The name “Noorns NuGen” comes from the Norns of Norse mythology, three sisters who wove the fate of every human. I was living in Norway when I first heard about them. The symbolism stayed with me.

Because while we can’t choose the genes we’re born with, we can influence how they’re read. Fate may hand us a blueprint, but daily choices, food, movement, sleep, stress, help weave how that blueprint is lived.

The second part, NuGen, stands for nutrigenomics: the science that helped me climb out of illness and now powers everything we do.

To me, Noorns isn’t just a company. It’s a philosophy. It’s a way of saying: you deserve tools to understand your body in plain language, without gatekeeping, without guesswork.

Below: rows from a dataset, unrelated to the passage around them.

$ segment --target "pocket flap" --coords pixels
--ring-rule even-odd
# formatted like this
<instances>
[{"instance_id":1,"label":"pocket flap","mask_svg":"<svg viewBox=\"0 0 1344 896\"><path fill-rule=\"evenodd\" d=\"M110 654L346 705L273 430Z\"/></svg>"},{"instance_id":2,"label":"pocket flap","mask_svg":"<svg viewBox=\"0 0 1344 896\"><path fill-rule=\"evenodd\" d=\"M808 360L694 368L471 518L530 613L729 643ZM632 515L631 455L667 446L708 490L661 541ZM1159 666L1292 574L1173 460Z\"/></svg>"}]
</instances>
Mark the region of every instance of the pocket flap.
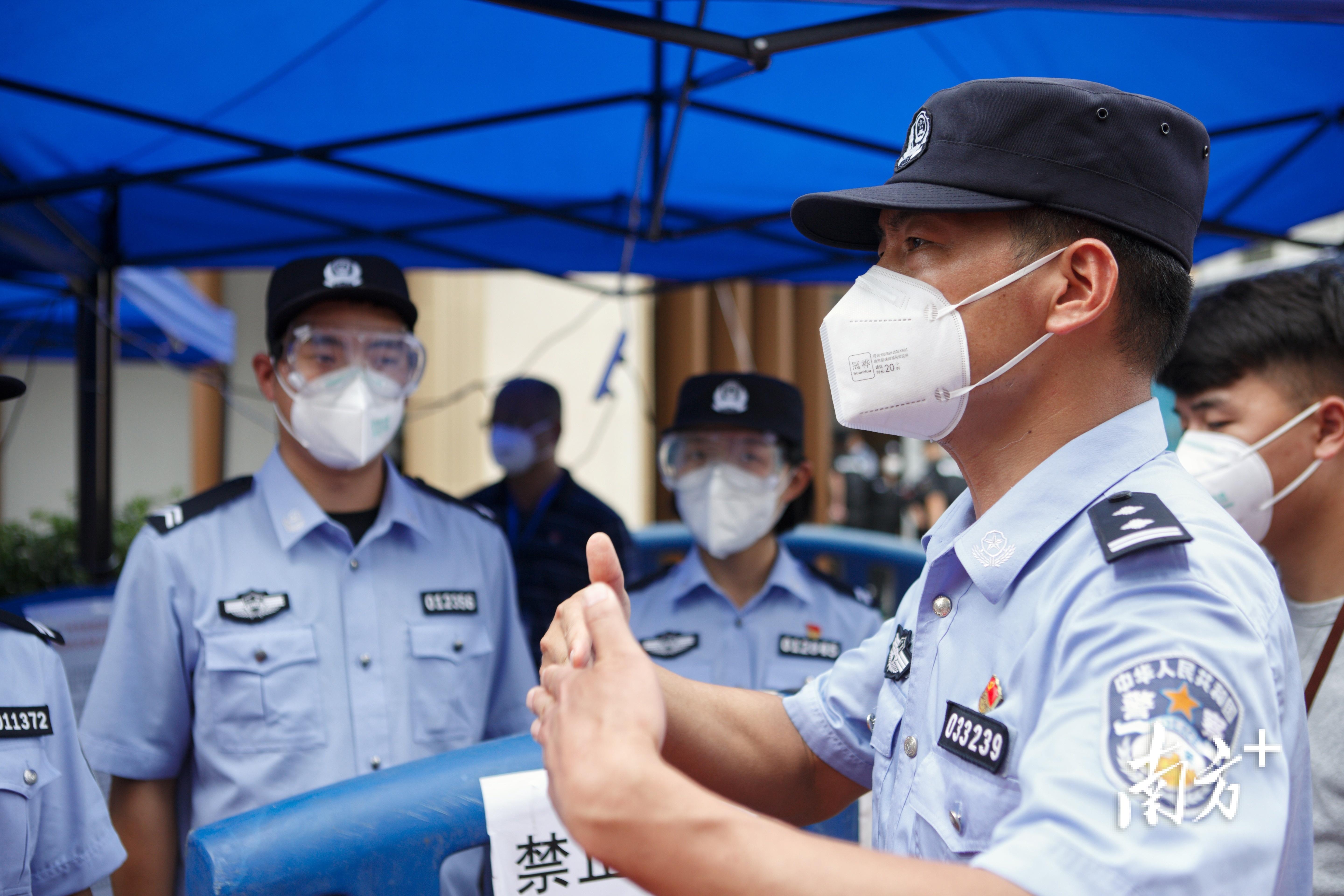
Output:
<instances>
[{"instance_id":1,"label":"pocket flap","mask_svg":"<svg viewBox=\"0 0 1344 896\"><path fill-rule=\"evenodd\" d=\"M954 853L989 849L995 826L1020 802L1021 789L1016 780L991 775L938 752L919 763L911 794L914 810Z\"/></svg>"},{"instance_id":2,"label":"pocket flap","mask_svg":"<svg viewBox=\"0 0 1344 896\"><path fill-rule=\"evenodd\" d=\"M458 662L481 657L495 650L491 637L481 625L427 622L410 626L411 656L423 660L452 660Z\"/></svg>"},{"instance_id":3,"label":"pocket flap","mask_svg":"<svg viewBox=\"0 0 1344 896\"><path fill-rule=\"evenodd\" d=\"M296 662L316 661L317 637L312 626L206 635L206 668L211 672L263 676Z\"/></svg>"},{"instance_id":4,"label":"pocket flap","mask_svg":"<svg viewBox=\"0 0 1344 896\"><path fill-rule=\"evenodd\" d=\"M31 785L24 779L24 772L30 771L38 774ZM60 770L47 760L46 751L35 743L0 750L0 790L32 797L59 776Z\"/></svg>"}]
</instances>

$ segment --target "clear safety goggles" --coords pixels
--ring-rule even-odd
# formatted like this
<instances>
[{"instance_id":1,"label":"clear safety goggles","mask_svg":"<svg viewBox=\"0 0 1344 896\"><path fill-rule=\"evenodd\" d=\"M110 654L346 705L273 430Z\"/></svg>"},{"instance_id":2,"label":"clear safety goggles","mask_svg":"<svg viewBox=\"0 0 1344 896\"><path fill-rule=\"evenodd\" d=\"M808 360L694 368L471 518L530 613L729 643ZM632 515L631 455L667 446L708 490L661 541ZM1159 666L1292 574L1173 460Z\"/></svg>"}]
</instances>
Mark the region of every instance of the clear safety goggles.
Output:
<instances>
[{"instance_id":1,"label":"clear safety goggles","mask_svg":"<svg viewBox=\"0 0 1344 896\"><path fill-rule=\"evenodd\" d=\"M332 373L363 369L383 398L405 398L425 373L425 347L411 333L304 324L285 340L281 361L297 392L339 388L347 377Z\"/></svg>"},{"instance_id":2,"label":"clear safety goggles","mask_svg":"<svg viewBox=\"0 0 1344 896\"><path fill-rule=\"evenodd\" d=\"M712 463L731 463L769 478L784 469L784 446L774 433L669 433L659 445L659 473L676 482Z\"/></svg>"}]
</instances>

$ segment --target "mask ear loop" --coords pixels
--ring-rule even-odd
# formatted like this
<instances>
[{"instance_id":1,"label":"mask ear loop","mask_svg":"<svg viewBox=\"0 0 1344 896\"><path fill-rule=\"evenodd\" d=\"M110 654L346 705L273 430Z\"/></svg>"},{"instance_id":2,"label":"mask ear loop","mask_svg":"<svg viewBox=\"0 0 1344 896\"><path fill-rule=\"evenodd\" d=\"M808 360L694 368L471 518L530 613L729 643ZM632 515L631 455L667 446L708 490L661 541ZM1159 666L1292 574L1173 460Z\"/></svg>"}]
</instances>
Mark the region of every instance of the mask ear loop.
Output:
<instances>
[{"instance_id":1,"label":"mask ear loop","mask_svg":"<svg viewBox=\"0 0 1344 896\"><path fill-rule=\"evenodd\" d=\"M1064 249L1067 249L1067 246ZM933 318L935 321L941 320L941 318L946 317L948 314L952 314L953 312L958 310L960 308L962 308L965 305L969 305L970 302L978 302L981 298L984 298L986 296L991 296L993 293L997 293L1004 286L1008 286L1009 283L1015 283L1019 279L1021 279L1023 277L1025 277L1027 274L1031 274L1031 273L1034 273L1034 271L1044 267L1046 265L1048 265L1054 259L1059 258L1063 253L1064 253L1063 249L1056 249L1055 251L1050 253L1048 255L1043 255L1043 257L1038 258L1036 261L1034 261L1032 263L1027 265L1025 267L1015 270L1012 274L1008 274L1007 277L1004 277L1001 279L996 279L993 283L989 283L989 286L985 286L982 290L980 290L977 293L972 293L970 296L965 297L964 300L961 300L956 305L949 305L948 308L943 308L942 310L937 312ZM948 399L961 398L962 395L965 395L970 390L976 388L977 386L984 386L985 383L995 382L996 379L999 379L1000 376L1003 376L1004 373L1007 373L1008 371L1011 371L1019 361L1021 361L1021 359L1027 357L1028 355L1031 355L1032 352L1035 352L1038 348L1040 348L1046 343L1046 340L1050 339L1051 336L1054 336L1054 333L1046 333L1044 336L1042 336L1040 339L1038 339L1035 343L1032 343L1027 348L1024 348L1020 352L1017 352L1016 355L1013 355L1012 360L1009 360L1007 364L1004 364L997 371L995 371L993 373L991 373L985 379L980 380L978 383L972 383L970 386L966 386L966 387L962 387L960 390L954 390L952 392L948 392Z\"/></svg>"}]
</instances>

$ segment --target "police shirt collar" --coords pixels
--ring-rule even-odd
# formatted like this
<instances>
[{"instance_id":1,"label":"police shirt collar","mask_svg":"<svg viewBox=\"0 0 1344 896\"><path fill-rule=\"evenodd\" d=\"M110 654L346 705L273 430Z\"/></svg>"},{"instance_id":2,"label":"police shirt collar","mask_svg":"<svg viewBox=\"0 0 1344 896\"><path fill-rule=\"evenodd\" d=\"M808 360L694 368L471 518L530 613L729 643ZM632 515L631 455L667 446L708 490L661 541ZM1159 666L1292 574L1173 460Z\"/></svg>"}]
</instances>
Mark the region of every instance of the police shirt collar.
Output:
<instances>
[{"instance_id":1,"label":"police shirt collar","mask_svg":"<svg viewBox=\"0 0 1344 896\"><path fill-rule=\"evenodd\" d=\"M386 458L383 463L387 465L387 485L383 489L383 502L379 506L378 520L370 532L378 537L394 523L402 523L423 533L425 525L410 493L411 486ZM270 457L257 470L255 481L266 501L270 523L276 528L281 549L288 551L313 529L324 523L331 523L327 512L317 505L308 489L285 466L278 447L271 450ZM336 524L331 523L331 525Z\"/></svg>"},{"instance_id":2,"label":"police shirt collar","mask_svg":"<svg viewBox=\"0 0 1344 896\"><path fill-rule=\"evenodd\" d=\"M929 533L929 556L941 555L952 543L966 575L991 603L999 603L1064 524L1165 450L1163 414L1157 399L1150 399L1060 447L978 520L969 492L958 496Z\"/></svg>"},{"instance_id":3,"label":"police shirt collar","mask_svg":"<svg viewBox=\"0 0 1344 896\"><path fill-rule=\"evenodd\" d=\"M806 572L802 570L802 564L798 559L789 553L789 548L784 547L784 541L778 541L780 553L774 557L774 566L770 567L770 575L766 576L765 586L761 591L742 607L742 611L750 609L754 603L765 599L775 587L788 591L789 594L797 596L804 603L813 603L816 596L813 594L814 584L808 580ZM669 584L672 586L673 594L676 594L676 600L680 602L684 598L700 590L704 586L710 591L714 591L724 600L727 595L723 590L714 582L710 576L710 571L704 568L704 562L700 560L700 548L691 545L689 553L685 559L677 564L677 570L672 572L676 576Z\"/></svg>"}]
</instances>

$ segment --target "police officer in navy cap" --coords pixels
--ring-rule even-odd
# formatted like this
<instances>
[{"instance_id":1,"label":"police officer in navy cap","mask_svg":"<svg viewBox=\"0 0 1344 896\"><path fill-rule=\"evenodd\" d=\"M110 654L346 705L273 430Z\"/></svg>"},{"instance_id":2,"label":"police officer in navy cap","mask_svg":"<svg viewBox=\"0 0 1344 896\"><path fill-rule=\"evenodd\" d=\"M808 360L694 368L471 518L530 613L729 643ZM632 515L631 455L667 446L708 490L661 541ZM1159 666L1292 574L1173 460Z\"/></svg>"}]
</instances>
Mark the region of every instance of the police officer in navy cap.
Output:
<instances>
[{"instance_id":1,"label":"police officer in navy cap","mask_svg":"<svg viewBox=\"0 0 1344 896\"><path fill-rule=\"evenodd\" d=\"M425 369L415 317L386 258L277 269L253 359L276 450L130 545L81 723L113 775L118 896L173 891L179 830L526 729L504 536L383 454ZM480 865L450 857L444 889Z\"/></svg>"},{"instance_id":2,"label":"police officer in navy cap","mask_svg":"<svg viewBox=\"0 0 1344 896\"><path fill-rule=\"evenodd\" d=\"M882 625L867 590L800 562L777 537L812 502L797 388L759 373L692 376L659 470L695 547L629 586L630 630L653 662L696 681L793 693Z\"/></svg>"},{"instance_id":3,"label":"police officer in navy cap","mask_svg":"<svg viewBox=\"0 0 1344 896\"><path fill-rule=\"evenodd\" d=\"M585 849L653 892L1310 892L1279 586L1150 396L1207 173L1175 106L1008 78L930 97L888 183L794 203L878 251L821 326L837 418L968 489L895 618L782 701L653 665L594 551L530 695ZM866 790L875 850L770 818Z\"/></svg>"},{"instance_id":4,"label":"police officer in navy cap","mask_svg":"<svg viewBox=\"0 0 1344 896\"><path fill-rule=\"evenodd\" d=\"M0 376L0 402L23 395ZM0 893L86 896L126 858L79 751L66 641L0 610Z\"/></svg>"}]
</instances>

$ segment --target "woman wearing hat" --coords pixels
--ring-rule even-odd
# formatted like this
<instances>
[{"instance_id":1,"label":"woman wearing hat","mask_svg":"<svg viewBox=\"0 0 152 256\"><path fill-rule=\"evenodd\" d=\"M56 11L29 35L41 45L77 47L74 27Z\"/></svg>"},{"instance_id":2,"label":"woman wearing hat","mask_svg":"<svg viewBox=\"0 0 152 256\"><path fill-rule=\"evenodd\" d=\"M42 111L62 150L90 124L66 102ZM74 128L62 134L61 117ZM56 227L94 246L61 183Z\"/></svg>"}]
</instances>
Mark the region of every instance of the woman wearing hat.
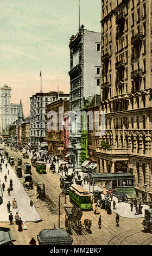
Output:
<instances>
[{"instance_id":1,"label":"woman wearing hat","mask_svg":"<svg viewBox=\"0 0 152 256\"><path fill-rule=\"evenodd\" d=\"M18 225L19 220L19 215L18 214L18 212L16 212L16 214L14 215L14 218L15 220L15 224L16 224L16 225Z\"/></svg>"}]
</instances>

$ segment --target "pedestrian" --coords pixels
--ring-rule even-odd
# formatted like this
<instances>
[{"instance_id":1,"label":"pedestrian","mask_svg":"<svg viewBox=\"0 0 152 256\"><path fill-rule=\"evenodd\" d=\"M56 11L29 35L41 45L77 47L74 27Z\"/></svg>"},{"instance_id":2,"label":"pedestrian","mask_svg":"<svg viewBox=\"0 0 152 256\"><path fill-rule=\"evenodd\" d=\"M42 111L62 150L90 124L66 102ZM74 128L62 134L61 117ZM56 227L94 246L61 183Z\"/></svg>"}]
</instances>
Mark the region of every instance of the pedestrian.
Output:
<instances>
[{"instance_id":1,"label":"pedestrian","mask_svg":"<svg viewBox=\"0 0 152 256\"><path fill-rule=\"evenodd\" d=\"M6 182L7 181L7 176L6 174L4 176L4 179L5 179L5 181Z\"/></svg>"},{"instance_id":2,"label":"pedestrian","mask_svg":"<svg viewBox=\"0 0 152 256\"><path fill-rule=\"evenodd\" d=\"M86 178L85 177L84 178L84 183L85 184L85 181L86 181Z\"/></svg>"},{"instance_id":3,"label":"pedestrian","mask_svg":"<svg viewBox=\"0 0 152 256\"><path fill-rule=\"evenodd\" d=\"M113 198L113 193L111 192L111 201L112 201L112 198Z\"/></svg>"},{"instance_id":4,"label":"pedestrian","mask_svg":"<svg viewBox=\"0 0 152 256\"><path fill-rule=\"evenodd\" d=\"M3 184L2 185L2 187L3 191L4 191L5 187L5 184L4 184L4 182L3 182Z\"/></svg>"},{"instance_id":5,"label":"pedestrian","mask_svg":"<svg viewBox=\"0 0 152 256\"><path fill-rule=\"evenodd\" d=\"M12 188L12 180L11 179L10 180L10 190L13 190Z\"/></svg>"},{"instance_id":6,"label":"pedestrian","mask_svg":"<svg viewBox=\"0 0 152 256\"><path fill-rule=\"evenodd\" d=\"M9 216L9 220L10 221L10 224L11 225L13 222L13 216L11 212Z\"/></svg>"},{"instance_id":7,"label":"pedestrian","mask_svg":"<svg viewBox=\"0 0 152 256\"><path fill-rule=\"evenodd\" d=\"M26 222L25 221L23 221L23 225L24 230L27 230L27 226L26 226Z\"/></svg>"},{"instance_id":8,"label":"pedestrian","mask_svg":"<svg viewBox=\"0 0 152 256\"><path fill-rule=\"evenodd\" d=\"M102 228L102 215L100 215L100 217L98 220L98 225L99 225L99 229L100 229Z\"/></svg>"},{"instance_id":9,"label":"pedestrian","mask_svg":"<svg viewBox=\"0 0 152 256\"><path fill-rule=\"evenodd\" d=\"M134 199L134 205L135 205L135 207L136 207L137 205L137 200L136 197Z\"/></svg>"},{"instance_id":10,"label":"pedestrian","mask_svg":"<svg viewBox=\"0 0 152 256\"><path fill-rule=\"evenodd\" d=\"M30 240L30 242L29 242L29 244L30 244L30 245L36 245L36 241L35 241L35 240L34 239L34 237L31 237L31 240Z\"/></svg>"},{"instance_id":11,"label":"pedestrian","mask_svg":"<svg viewBox=\"0 0 152 256\"><path fill-rule=\"evenodd\" d=\"M20 218L18 222L18 231L19 231L19 232L21 232L22 231L23 231L22 224L23 224L23 222L21 220L21 218Z\"/></svg>"},{"instance_id":12,"label":"pedestrian","mask_svg":"<svg viewBox=\"0 0 152 256\"><path fill-rule=\"evenodd\" d=\"M135 212L135 215L139 215L138 209L137 205L136 206L135 206L135 210L136 210L136 212Z\"/></svg>"},{"instance_id":13,"label":"pedestrian","mask_svg":"<svg viewBox=\"0 0 152 256\"><path fill-rule=\"evenodd\" d=\"M134 206L134 203L133 203L133 202L132 201L132 202L130 203L130 211L132 211L133 206Z\"/></svg>"},{"instance_id":14,"label":"pedestrian","mask_svg":"<svg viewBox=\"0 0 152 256\"><path fill-rule=\"evenodd\" d=\"M142 214L142 209L143 206L141 205L141 202L140 203L139 206L138 206L138 214Z\"/></svg>"},{"instance_id":15,"label":"pedestrian","mask_svg":"<svg viewBox=\"0 0 152 256\"><path fill-rule=\"evenodd\" d=\"M119 227L119 216L118 214L116 215L116 226Z\"/></svg>"},{"instance_id":16,"label":"pedestrian","mask_svg":"<svg viewBox=\"0 0 152 256\"><path fill-rule=\"evenodd\" d=\"M18 225L19 220L19 215L18 212L16 212L16 214L14 215L14 218L15 220L15 224L16 224L16 225Z\"/></svg>"},{"instance_id":17,"label":"pedestrian","mask_svg":"<svg viewBox=\"0 0 152 256\"><path fill-rule=\"evenodd\" d=\"M109 205L108 206L108 208L107 208L107 214L111 214L112 212L111 212L111 207L110 207L110 205Z\"/></svg>"},{"instance_id":18,"label":"pedestrian","mask_svg":"<svg viewBox=\"0 0 152 256\"><path fill-rule=\"evenodd\" d=\"M10 187L9 187L8 188L8 195L10 196Z\"/></svg>"},{"instance_id":19,"label":"pedestrian","mask_svg":"<svg viewBox=\"0 0 152 256\"><path fill-rule=\"evenodd\" d=\"M10 202L10 201L9 201L8 203L7 203L7 204L8 212L10 212L10 206L11 206Z\"/></svg>"},{"instance_id":20,"label":"pedestrian","mask_svg":"<svg viewBox=\"0 0 152 256\"><path fill-rule=\"evenodd\" d=\"M15 198L14 198L13 199L11 206L12 208L17 208L17 204L16 200L15 199Z\"/></svg>"},{"instance_id":21,"label":"pedestrian","mask_svg":"<svg viewBox=\"0 0 152 256\"><path fill-rule=\"evenodd\" d=\"M113 200L113 210L116 210L116 202L115 200Z\"/></svg>"}]
</instances>

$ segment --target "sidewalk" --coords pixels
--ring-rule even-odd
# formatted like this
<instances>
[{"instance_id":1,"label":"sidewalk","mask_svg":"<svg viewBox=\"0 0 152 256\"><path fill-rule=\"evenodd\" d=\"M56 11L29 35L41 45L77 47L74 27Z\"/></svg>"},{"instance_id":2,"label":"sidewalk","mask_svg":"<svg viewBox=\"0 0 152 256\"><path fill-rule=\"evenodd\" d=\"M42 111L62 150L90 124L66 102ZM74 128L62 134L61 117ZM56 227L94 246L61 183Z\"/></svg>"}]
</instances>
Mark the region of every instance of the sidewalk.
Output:
<instances>
[{"instance_id":1,"label":"sidewalk","mask_svg":"<svg viewBox=\"0 0 152 256\"><path fill-rule=\"evenodd\" d=\"M55 164L55 171L56 173L58 173L60 176L62 176L62 173L60 172L58 173L59 166L60 166L61 163L66 163L66 162L64 161L64 160L59 160L59 163L56 163ZM47 167L49 168L50 167L50 163L47 163ZM68 166L68 164L67 164ZM83 172L81 171L79 169L75 169L75 170L79 171L79 174L83 178L83 175L85 175L86 173L84 173ZM72 168L68 169L68 174L71 175L72 173L73 169ZM65 172L62 172L63 176L65 175ZM87 191L89 191L89 184L87 184L86 182L86 184L84 184L84 181L83 181L82 186L85 188ZM102 191L103 190L100 187L98 187L97 185L94 186L94 191L98 190L99 191ZM92 186L90 186L90 192L92 193L93 191L93 187ZM149 206L146 204L142 204L143 206L142 208L142 214L140 214L139 215L135 215L135 208L133 207L133 211L130 211L130 204L128 203L125 202L120 202L118 203L118 199L115 196L113 196L112 200L115 200L116 202L116 209L113 209L113 204L112 202L111 202L111 211L115 212L116 214L118 214L120 216L124 217L125 218L143 218L144 217L144 210L146 209L149 209Z\"/></svg>"},{"instance_id":2,"label":"sidewalk","mask_svg":"<svg viewBox=\"0 0 152 256\"><path fill-rule=\"evenodd\" d=\"M5 163L7 162L5 159L4 163L2 163L2 172L0 172L0 181L2 184L4 182L5 185L5 191L3 192L3 202L0 205L0 222L9 222L9 213L8 212L7 204L8 201L12 204L14 198L15 198L18 208L12 209L10 207L10 211L13 216L16 212L18 212L19 216L22 221L26 222L37 222L41 220L41 218L37 212L35 208L33 205L30 206L30 199L25 191L23 187L21 184L18 178L16 175L13 169L8 164L8 168L5 168ZM8 174L8 170L9 170L9 175ZM7 181L5 182L4 176L7 176ZM9 186L9 181L10 178L12 180L13 191L10 191L10 194L9 196L7 189Z\"/></svg>"}]
</instances>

When someone runs one of our reports, I want them to feel what I once felt: relief at finally having context, clarity about where to start, confidence that they’re not imagining things.

Today and Tomorrow

Today, Noorns offers more than a dozen detailed DNA reports. They cover topics like methylation, fertility, anxiety, longevity, and Alzheimer’s prevention. Each is built from the same foundation I once used to guide my private clients.

The difference now is scale. Anyone with a DNA file and a desire to understand their body better can access the kind of insight that once took me hours of one-on-one counseling.

But what matters most isn’t the scale, it’s the spirit. These reports aren’t abstract products. They’re the result of years of lived experience. They carry the lessons of failure and persistence, of months in bed and hours in libraries, of conversations at kitchen tables.

They’re also rooted in a belief I’ve carried since the day I left physics: helping people is the only thing worth building for.

I still think about the younger version of myself, the physicist hunched over a lab bench in Oslo, exhausted, bewildered, not understanding why her body was failing. I want her to know: you’re not broken. You’re not alone. And someday, the questions you’re asking now will light the way for others.

This is only the beginning.

What I Carry With Me

From the desert skies of Arizona to the laser labs of Oslo, from years in a wheelchair to years rebuilding health through science, my path has been anything but straight. But every detour left me with something I carry into Noorns today: curiosity, persistence, empathy.

That’s the story behind this work. Not technology for its own sake, but a human need to make sense of our bodies, and to share what we learn along the way.